Advocating a financial literate consumer
The concept of financial literacy is that an individual consumer is able to rationally evaluate and make informed decisions about personal finances, including the purchase of financial products. Financially literate people can separate the sales “fluff” from hard facts. The key question is “Who benefits?” Is it the client or the advisor? Or is it a win-win?
The world of personal finance includes the sale (and the purchase by the consumer) of financial products, whether those products are mutual funds, savings vehicles, stocks or bonds, real estate or commodities, or various types of insurance. The risk to consumers at any age is that they can be sold inappropriate financial products – often at unreasonable cost.
As yet, a fiduciary standard has not been set for all Canadian personal financial planners, and this proposed consumer protection-oriented standard is being fought by the various industry groups concerned about a reduction in income for advisors and in the number of advisors. Financial services, such as financial products, should offer solutions to the needs of consumers.
Often, solutions offered by advisors are geared to how much money the advisor will make on any given transaction.
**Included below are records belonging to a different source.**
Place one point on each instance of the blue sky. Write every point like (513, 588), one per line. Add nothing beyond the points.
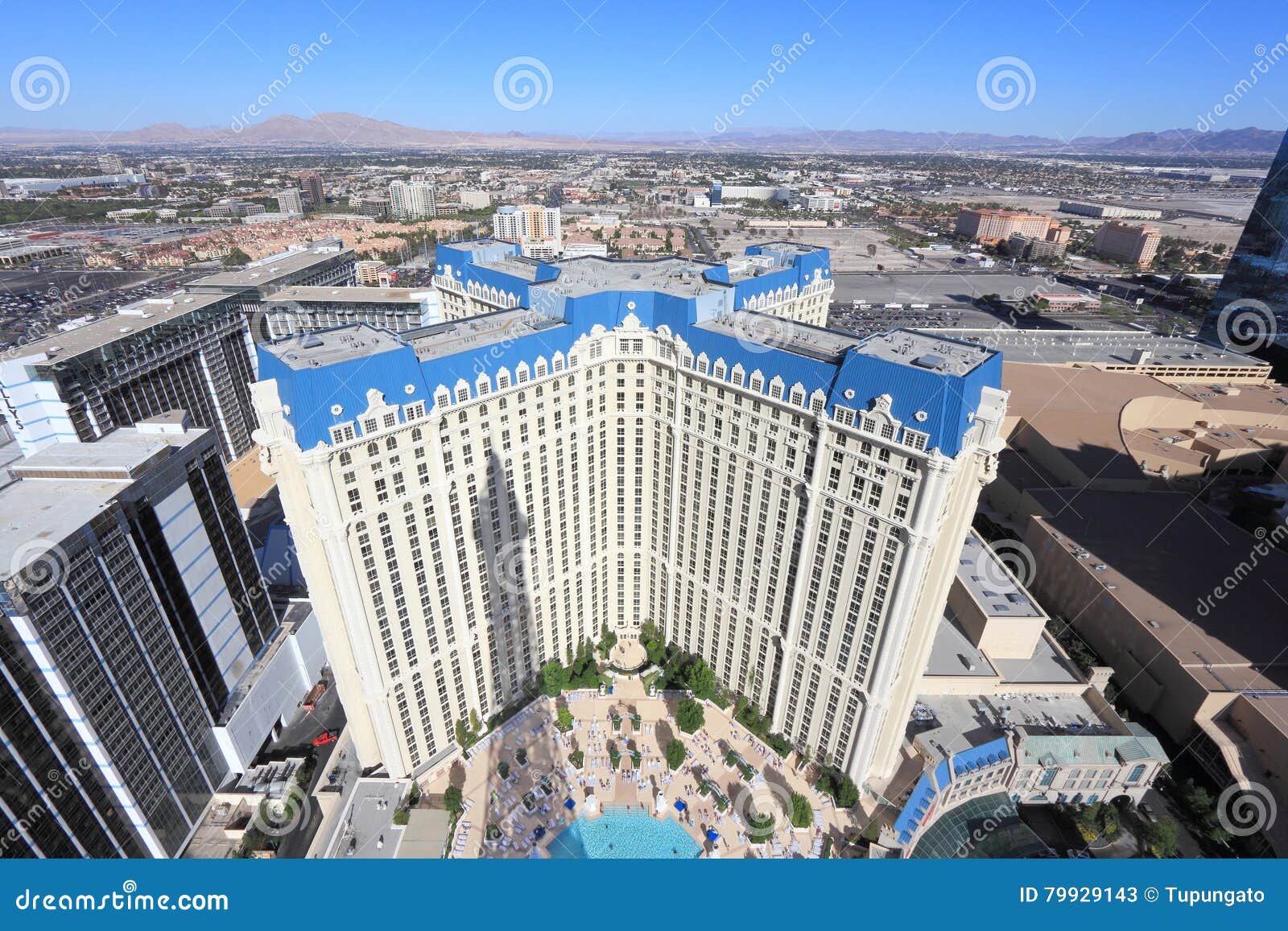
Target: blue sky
(1098, 68)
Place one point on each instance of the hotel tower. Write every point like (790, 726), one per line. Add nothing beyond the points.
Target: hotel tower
(594, 442)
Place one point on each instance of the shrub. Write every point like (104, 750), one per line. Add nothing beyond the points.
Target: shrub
(802, 814)
(689, 716)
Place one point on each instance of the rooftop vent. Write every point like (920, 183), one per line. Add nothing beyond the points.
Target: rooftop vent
(929, 360)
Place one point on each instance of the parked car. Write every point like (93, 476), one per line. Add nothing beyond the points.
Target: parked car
(325, 738)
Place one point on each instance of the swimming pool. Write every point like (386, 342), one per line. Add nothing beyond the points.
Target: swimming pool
(624, 834)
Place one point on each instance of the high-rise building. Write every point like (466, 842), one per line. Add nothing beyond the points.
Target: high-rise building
(626, 446)
(1249, 312)
(111, 164)
(290, 201)
(130, 609)
(186, 352)
(535, 229)
(1127, 242)
(412, 200)
(476, 200)
(312, 186)
(369, 270)
(782, 278)
(991, 227)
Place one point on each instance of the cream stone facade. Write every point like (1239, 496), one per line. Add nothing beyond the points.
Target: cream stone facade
(456, 542)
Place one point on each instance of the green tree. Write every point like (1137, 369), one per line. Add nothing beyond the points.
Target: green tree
(689, 716)
(1197, 798)
(847, 793)
(464, 735)
(802, 813)
(702, 679)
(554, 678)
(1159, 837)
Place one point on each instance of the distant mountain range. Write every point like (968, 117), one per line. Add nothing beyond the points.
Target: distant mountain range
(352, 132)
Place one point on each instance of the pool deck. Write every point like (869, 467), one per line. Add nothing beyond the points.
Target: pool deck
(489, 798)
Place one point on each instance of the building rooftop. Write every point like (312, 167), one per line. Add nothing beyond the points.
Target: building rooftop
(1176, 555)
(272, 268)
(991, 583)
(478, 332)
(953, 724)
(952, 654)
(817, 343)
(348, 295)
(64, 486)
(935, 385)
(592, 274)
(931, 352)
(132, 319)
(1103, 347)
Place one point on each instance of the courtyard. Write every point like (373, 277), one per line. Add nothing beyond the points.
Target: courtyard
(525, 783)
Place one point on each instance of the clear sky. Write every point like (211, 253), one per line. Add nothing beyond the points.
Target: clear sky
(1101, 68)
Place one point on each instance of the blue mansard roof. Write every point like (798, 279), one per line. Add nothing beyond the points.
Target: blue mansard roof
(934, 384)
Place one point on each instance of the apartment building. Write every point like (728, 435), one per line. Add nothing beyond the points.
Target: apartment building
(312, 186)
(370, 270)
(482, 496)
(414, 200)
(290, 201)
(535, 229)
(130, 611)
(1127, 242)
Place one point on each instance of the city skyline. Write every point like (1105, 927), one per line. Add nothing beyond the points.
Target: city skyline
(646, 431)
(1084, 71)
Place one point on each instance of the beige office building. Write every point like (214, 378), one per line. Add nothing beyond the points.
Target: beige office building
(996, 225)
(1127, 242)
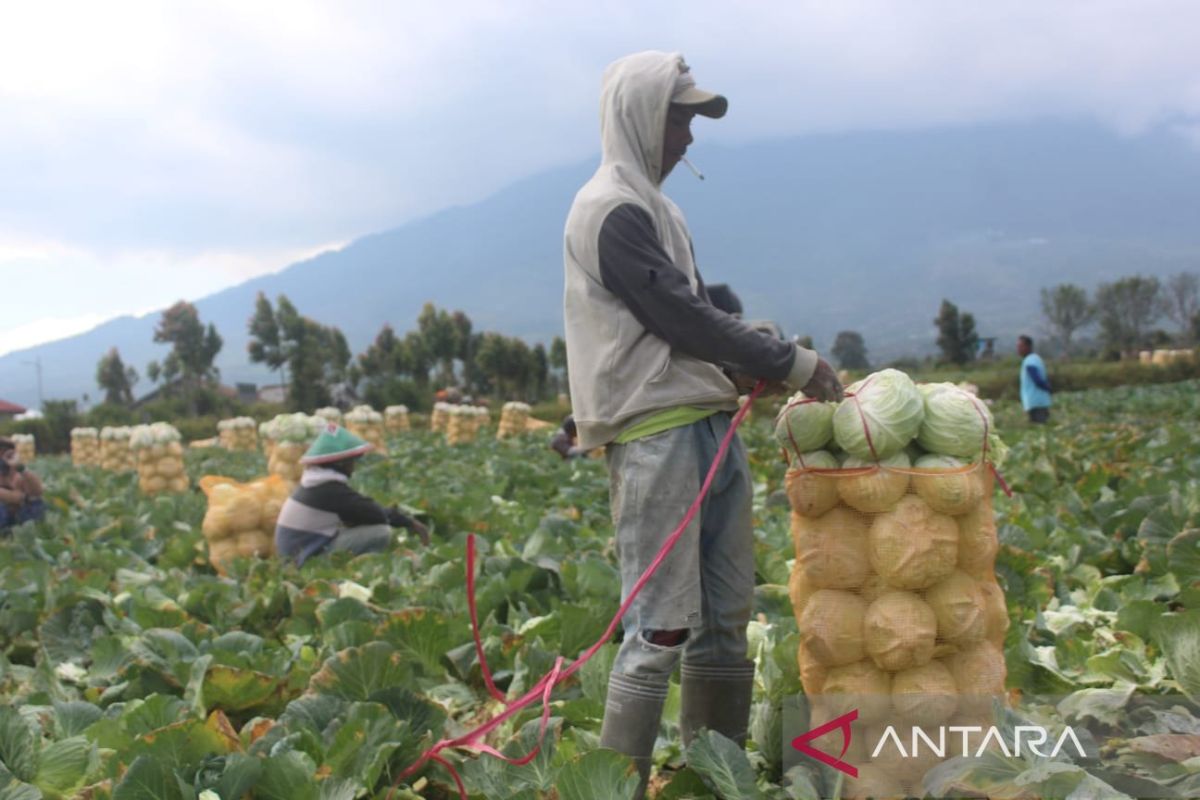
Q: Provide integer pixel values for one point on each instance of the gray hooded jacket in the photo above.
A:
(641, 334)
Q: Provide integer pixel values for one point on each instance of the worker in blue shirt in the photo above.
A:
(1035, 382)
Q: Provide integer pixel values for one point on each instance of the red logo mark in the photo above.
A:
(843, 723)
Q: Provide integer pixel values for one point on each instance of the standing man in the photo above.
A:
(653, 368)
(1035, 382)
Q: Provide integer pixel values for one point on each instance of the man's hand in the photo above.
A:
(823, 385)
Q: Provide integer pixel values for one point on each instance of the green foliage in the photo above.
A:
(957, 337)
(129, 662)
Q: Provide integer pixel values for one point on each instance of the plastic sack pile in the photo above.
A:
(465, 422)
(367, 423)
(395, 420)
(27, 446)
(239, 434)
(160, 456)
(514, 420)
(286, 439)
(115, 453)
(893, 584)
(85, 446)
(441, 417)
(240, 517)
(329, 414)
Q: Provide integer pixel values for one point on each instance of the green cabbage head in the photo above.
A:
(885, 404)
(957, 423)
(803, 426)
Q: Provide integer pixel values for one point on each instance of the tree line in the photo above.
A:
(315, 362)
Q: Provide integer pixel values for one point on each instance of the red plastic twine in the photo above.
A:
(975, 402)
(787, 425)
(867, 428)
(545, 685)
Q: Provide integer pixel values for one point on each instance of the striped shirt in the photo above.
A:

The financial service companies, which develop financial products, devise marketing programs for these products or services. Sometimes, the advisors oversell particular products, to the detriment of the consumer.
Achieving a balance between making financial products or services available to the consumer and yet providing a fair return to advisors is still a problem in Canada. Other jurisdictions have eliminated commissions on financial products because of potential conflicts of interest between the advisor’s advice and the real needs of the consumer. It looks like such a standard is a long way off in this country, given that our closest neighbour, the U.S.A., is not contemplating such a policy change.
The old adage, “If something sounds too good to be true, it probably is” (that is, the something is not true!), is a good motto for careful consumers.